Aldehyde dehydrogenase 1 family, member A2, also known as ALDH1A2 or retinaldehyde dehydrogenase 2 (RALDH2), is an enzyme that in humans is encoded by the ALDH1A2 gene.
== Function ==

ALDH1a2 belongs to the aldehyde dehydrogenase family of proteins, and specifically the ALDH1 family. The product of this gene, ALDH1a2, is an enzyme that catalyzes the synthesis of all-trans retinoic acid (RA) from retinaldehyde in a NAD-dependent manner. Retinoic acid, the active derivative of vitamin A (retinol), is a retinoid nuclear receptor ligand that functions in developing and adult tissues.

ALDH1a2 is critical to fetal development by activating the RAR nuclear receptors. Studies of ALDH1a2 in mice suggest that this enzyme and the cytochrome CYP26A1 enzyme coordinate local embryonic retinoic acid levels that facilitate posterior organ development and prevent spina bifida.
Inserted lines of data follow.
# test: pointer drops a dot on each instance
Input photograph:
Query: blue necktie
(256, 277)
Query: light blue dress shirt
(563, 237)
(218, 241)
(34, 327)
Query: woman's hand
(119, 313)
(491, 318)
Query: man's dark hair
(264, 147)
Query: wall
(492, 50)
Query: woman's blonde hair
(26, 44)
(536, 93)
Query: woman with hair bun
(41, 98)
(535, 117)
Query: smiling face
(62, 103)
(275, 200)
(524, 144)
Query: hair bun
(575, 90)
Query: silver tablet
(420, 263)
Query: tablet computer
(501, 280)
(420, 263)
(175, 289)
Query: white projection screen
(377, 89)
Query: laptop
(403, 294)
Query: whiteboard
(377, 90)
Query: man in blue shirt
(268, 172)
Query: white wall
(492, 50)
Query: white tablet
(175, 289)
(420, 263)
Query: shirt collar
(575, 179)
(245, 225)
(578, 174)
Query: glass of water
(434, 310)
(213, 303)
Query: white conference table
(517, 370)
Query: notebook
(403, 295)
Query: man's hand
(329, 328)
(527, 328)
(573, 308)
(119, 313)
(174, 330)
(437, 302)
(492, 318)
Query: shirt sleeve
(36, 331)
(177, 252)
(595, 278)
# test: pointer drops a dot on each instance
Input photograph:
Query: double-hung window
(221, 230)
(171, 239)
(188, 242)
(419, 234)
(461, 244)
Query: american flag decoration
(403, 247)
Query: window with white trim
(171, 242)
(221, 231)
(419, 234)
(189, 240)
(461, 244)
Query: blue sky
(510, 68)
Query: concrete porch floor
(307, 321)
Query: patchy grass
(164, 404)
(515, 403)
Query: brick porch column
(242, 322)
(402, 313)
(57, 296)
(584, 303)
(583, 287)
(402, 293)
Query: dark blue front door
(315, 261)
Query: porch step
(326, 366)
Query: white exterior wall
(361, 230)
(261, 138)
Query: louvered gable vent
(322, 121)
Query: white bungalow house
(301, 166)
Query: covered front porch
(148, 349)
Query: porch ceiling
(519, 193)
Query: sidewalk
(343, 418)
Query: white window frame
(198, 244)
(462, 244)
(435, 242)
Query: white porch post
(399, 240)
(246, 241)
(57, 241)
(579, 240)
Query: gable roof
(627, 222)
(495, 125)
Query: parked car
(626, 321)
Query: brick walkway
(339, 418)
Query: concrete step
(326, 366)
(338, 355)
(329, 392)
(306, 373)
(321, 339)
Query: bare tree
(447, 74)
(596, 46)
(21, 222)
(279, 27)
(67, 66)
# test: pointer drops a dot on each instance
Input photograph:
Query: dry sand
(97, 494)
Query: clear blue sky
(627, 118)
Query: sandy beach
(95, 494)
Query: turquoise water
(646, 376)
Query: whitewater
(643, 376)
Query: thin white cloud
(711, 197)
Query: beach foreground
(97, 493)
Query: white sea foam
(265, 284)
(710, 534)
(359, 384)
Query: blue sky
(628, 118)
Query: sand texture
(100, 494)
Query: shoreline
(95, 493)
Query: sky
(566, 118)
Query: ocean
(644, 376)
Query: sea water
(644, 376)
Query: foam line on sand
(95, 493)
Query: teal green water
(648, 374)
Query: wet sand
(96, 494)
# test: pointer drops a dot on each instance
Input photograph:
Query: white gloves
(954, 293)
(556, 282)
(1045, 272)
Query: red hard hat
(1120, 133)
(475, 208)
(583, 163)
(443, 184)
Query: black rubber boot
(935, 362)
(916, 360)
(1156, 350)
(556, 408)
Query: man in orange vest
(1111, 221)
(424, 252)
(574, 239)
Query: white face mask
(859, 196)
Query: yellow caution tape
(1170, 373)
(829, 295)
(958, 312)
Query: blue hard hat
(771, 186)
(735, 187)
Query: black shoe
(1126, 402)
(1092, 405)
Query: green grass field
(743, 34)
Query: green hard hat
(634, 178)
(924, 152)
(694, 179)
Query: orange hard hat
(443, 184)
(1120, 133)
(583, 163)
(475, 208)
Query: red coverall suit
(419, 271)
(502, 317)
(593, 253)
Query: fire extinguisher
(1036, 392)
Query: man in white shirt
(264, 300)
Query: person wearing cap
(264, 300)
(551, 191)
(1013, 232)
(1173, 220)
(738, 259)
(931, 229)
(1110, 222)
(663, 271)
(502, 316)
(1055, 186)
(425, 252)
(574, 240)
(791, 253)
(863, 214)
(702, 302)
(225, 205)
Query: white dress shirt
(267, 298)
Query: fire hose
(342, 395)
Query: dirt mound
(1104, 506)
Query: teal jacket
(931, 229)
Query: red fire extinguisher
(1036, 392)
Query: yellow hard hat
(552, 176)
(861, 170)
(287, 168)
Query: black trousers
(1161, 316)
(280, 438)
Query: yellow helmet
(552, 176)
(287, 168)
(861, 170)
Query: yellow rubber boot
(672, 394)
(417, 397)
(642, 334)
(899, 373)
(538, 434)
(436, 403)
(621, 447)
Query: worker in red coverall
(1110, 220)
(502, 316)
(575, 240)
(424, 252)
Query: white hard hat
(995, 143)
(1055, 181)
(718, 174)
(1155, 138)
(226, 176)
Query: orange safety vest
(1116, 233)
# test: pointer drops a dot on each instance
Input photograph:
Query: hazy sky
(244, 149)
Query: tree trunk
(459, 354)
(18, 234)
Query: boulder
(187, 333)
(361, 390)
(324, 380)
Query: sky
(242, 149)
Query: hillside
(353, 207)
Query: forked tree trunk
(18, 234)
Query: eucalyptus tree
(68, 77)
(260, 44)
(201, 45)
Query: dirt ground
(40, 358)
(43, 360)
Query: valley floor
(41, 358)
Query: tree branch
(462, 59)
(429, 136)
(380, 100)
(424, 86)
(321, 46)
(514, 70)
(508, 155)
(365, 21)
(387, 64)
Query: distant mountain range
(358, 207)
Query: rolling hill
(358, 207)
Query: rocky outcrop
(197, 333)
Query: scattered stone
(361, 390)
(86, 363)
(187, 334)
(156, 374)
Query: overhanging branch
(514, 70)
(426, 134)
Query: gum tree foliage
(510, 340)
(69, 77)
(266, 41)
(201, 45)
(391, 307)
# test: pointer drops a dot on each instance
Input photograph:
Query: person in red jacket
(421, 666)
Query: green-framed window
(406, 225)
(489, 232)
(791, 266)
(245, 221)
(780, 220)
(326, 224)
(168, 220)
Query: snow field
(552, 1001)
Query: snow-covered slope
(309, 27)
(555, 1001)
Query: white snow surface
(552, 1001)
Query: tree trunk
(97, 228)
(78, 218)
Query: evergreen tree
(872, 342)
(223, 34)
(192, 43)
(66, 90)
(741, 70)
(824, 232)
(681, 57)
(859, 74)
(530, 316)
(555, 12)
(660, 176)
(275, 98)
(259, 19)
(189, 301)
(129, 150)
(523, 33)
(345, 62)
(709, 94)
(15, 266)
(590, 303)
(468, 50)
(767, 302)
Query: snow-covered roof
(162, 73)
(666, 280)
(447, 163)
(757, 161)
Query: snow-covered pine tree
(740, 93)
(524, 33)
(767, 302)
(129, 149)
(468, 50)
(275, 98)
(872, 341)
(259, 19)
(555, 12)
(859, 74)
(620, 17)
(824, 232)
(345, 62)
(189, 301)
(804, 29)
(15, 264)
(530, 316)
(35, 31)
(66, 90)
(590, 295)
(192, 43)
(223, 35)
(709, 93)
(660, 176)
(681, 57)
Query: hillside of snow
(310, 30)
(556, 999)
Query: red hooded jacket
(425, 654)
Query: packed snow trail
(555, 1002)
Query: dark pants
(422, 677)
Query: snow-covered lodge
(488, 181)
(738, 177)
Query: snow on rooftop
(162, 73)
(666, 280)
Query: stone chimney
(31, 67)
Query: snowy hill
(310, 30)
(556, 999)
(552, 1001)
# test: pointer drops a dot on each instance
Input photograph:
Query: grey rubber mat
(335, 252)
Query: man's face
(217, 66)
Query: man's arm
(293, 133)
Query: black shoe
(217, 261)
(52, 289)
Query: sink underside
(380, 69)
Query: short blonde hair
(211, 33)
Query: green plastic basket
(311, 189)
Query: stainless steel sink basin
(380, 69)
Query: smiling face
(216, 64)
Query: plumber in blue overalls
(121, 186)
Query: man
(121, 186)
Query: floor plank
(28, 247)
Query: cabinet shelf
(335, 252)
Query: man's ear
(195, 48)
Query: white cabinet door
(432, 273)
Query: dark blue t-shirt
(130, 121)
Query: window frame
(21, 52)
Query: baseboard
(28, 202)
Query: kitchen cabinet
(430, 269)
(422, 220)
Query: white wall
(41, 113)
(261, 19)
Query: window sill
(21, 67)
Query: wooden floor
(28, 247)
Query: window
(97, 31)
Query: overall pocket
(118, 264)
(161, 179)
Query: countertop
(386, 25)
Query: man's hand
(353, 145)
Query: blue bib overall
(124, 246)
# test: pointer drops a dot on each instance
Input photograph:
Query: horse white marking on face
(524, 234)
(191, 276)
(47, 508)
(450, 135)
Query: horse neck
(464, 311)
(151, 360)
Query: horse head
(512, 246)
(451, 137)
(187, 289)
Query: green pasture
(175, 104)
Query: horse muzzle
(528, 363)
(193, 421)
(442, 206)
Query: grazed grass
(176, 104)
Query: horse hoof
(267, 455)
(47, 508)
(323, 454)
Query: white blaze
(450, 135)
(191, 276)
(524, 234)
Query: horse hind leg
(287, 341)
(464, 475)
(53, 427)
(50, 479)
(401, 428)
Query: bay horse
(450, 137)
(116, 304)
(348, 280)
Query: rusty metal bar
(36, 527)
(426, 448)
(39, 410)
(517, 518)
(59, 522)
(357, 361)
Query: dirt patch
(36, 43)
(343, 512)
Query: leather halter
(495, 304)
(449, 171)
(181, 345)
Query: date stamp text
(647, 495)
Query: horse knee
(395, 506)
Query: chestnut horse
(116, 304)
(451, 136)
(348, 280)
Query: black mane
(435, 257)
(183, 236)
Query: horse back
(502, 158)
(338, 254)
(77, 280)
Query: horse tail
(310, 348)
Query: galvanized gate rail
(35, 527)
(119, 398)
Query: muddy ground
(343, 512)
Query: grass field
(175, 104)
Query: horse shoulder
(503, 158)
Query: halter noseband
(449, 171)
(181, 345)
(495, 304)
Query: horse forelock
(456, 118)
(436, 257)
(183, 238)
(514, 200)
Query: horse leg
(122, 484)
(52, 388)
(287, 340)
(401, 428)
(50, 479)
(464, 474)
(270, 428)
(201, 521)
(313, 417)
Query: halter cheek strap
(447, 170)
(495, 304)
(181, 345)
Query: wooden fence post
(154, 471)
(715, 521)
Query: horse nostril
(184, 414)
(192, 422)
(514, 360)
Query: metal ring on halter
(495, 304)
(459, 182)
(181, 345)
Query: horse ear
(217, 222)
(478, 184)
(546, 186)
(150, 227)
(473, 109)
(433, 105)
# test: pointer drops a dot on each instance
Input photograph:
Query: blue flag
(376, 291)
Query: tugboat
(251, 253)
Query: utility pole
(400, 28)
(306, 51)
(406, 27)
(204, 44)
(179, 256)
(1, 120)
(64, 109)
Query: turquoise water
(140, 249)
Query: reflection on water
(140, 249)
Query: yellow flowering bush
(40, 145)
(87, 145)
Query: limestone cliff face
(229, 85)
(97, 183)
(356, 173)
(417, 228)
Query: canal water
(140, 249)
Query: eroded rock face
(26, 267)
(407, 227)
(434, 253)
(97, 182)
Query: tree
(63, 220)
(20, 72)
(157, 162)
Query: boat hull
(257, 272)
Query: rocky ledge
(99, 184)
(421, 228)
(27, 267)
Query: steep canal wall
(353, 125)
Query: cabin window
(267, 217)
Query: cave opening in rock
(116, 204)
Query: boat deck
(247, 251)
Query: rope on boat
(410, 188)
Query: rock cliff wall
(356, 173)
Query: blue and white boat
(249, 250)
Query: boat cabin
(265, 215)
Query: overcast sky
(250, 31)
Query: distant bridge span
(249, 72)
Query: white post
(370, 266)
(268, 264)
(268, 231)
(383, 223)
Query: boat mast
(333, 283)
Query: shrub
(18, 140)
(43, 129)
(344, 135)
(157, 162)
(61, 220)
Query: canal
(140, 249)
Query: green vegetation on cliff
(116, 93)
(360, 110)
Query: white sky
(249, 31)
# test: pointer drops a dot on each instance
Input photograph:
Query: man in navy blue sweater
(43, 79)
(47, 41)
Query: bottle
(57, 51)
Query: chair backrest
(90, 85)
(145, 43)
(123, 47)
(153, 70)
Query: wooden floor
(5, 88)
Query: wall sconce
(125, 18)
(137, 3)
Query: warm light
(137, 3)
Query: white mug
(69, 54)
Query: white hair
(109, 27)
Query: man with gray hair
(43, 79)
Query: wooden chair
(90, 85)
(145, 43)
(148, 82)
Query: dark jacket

In adult tissues, ALDH1a2 is known to regulate immune tolerance in the colon and other mucosal tissues by generating retinoic acid as a paracrine signal to CD4 T cells. ALDH1a2 also works in conjunction with ALDH1a1 to establish sufficient retinoic acid levels in the testes to support spermatogenesis. Due to its role in suppressing immune cells as well as its unique amplification in T cell Acute Lymphoblastic Leukemia (T-ALL), ALDH1a2 has been suggested as a target for cancer therapy.

== Clinical significance ==

=== Involvement in T-ALL ===
ALDH1A2 is abnormally amplified in more than half of instances of T-cell acute lymphoblastic leukemia (T-ALL). T-ALL is a leukemia that arises from immature T-cell precursors and is an aggressive form of cancer that primarily affects children but also occurs in adults. T-ALL is caused when one or more genes encoding transcription factors including TAL1, TLX1, HOXA, TAL2, LYL1, LMO1, LMO2, or NKX3 are genetically fused to other chromosomal regions. ALDH1A2 is one of the recognized downstream targets of TAL1 fusion genes which works by binding to the intronic regulatory element of ALDH1a2, thereby inducing a T-ALL specific isoform with enzymatic activity. TAL-1 positive T-ALL accounts for approximately 40-60% of all primary T-ALL cases. According to researchers' data, depletion of ALDH1A2 in T-ALL led to reduced cell viability in T-cell lines and caused apoptosis.

=== Involvement in solid tumors ===
ALDH1a2 is not expressed in most cancer cells and comparison studies reveal that it is often expressed at lower levels in tumors compared to adjacent normal tissues. This contrasts with the related family members ALDH1a1 and ALDH1a3. For instance, the ALDH1A2 promoter region is hypermethylated in primary prostate tumors compared with normal prostate specimens, resulting in lower ALDH1a2 expression in prostate cancers. In contrast to tumor cells, ALDH1a2 is expressed in many monocyte-derived populations known to reside in tumors such as alternatively activated macrophages and other antigen presenting cells. Glioblastoma-associated macrophages highly express ALDH1A2 when compared to other ALDH family enzymes and this higher expression is associated with tumor recurrence.

=== Population genetic studies ===
ALDH1a2 is key regulator of development due to its role in producing retinoic acid in the developing fetus. Key organs affected by ALDH1a2 during development include the heart and neural tube. Several small population studies have examined a link between single nucleotide polymorphisms in the ALDH1A2 gene and various disease states. In a case control study of 103 patients with congenital heart disease, ALDH1a2 SNPs were identified in patients, but the levels did not significantly differ from case controls suggesting known ALDH1a2 polymorphisms do not affect risk of congenital heart disease.

In contrast, SNPs found in ALDH1a2 introns show statistically significant associations with hand osteoarthritis. Extensive characterization of these loci show that SNPs associated with hand osteoarthritis result in quantitative reductions of ALDH1a2 expression, suggesting that ALDH1a2 protects against synovial inflammation.